L’affaire provoque un véritable tollé. «L’idéologie d’extrême droite n’a pas sa place dans la police, s’indigne la ministre sociale-démocrate de la Justice, Katarina Barley. Il ne doit pas y avoir le moindre doute que la police partage les valeurs de notre démocratie.» «C’est une affaire très grave», ajoute le ministre-président du Land de Hesse, Volker Bouffier, CDU, tandis que le ministre de l’Intérieur, Horst Seehofer, rappelle qu’«il ne doit pas y avoir le moindre doute» sur la moralité des policiers. Le syndicat de la police GdP se dit pour sa part «scandalisé» et demande «la suspension» des collègues impliqués. Cette affaire «menace la réputation de la police allemande».

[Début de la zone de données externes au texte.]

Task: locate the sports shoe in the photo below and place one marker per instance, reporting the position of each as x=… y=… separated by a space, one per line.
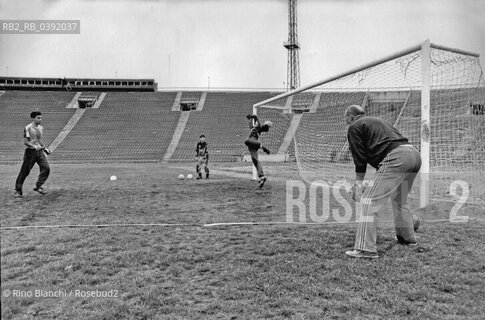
x=262 y=180
x=362 y=254
x=40 y=190
x=401 y=240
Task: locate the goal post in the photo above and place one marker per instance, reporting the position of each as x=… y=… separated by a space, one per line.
x=431 y=93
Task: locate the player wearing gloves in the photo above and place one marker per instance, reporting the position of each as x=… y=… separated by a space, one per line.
x=34 y=153
x=254 y=144
x=202 y=156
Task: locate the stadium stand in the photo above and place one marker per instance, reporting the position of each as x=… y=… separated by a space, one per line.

Collusions de la police avec l’extrême droite

Le scandale de Francfort rappelle qu’à intervalles réguliers – l’été dernier encore, dans le cadre des évènements de Chemnitz – la police allemande est accusée de collusions avec l’extrême droite. Seda Basay-Yildiz, qui ne s’exprime plus sur l’affaire pour ne pas compromettre l’enquête, n’en serait guère surprise. Le procès de la cellule d’extrême droite NSU a laissé chez elle des traces, assurait-elle voici trois ans au quotidien Süddeutsche Zeitung. «Le sentiment (quand on a des origines étrangères) de ne pas faire vraiment partie de la société, quoi qu’on fasse et même lorsqu’on est intégré, est devenu plus fort. De même que le sentiment de ne pas être en sécurité, de ne pas pouvoir compter sur la police ou la justice. Essayez d’imaginer ce que ça veut dire pour quelqu’un qui a étudié le droit et défend l’Etat de droit!»

Les familles des victimes de la cellule terroriste NSU avaient toutes été systématiquement soupçonnées d’être impliquées dans les meurtres de leurs proches. A aucun moment, les enquêteurs – convaincus d’avoir affaire à un scénario de règlements de compte entre étrangers – n’avaient poursuivi la piste de l’extrême droite ni même fait le rapprochement entre les crimes commis aux quatre coins du pays.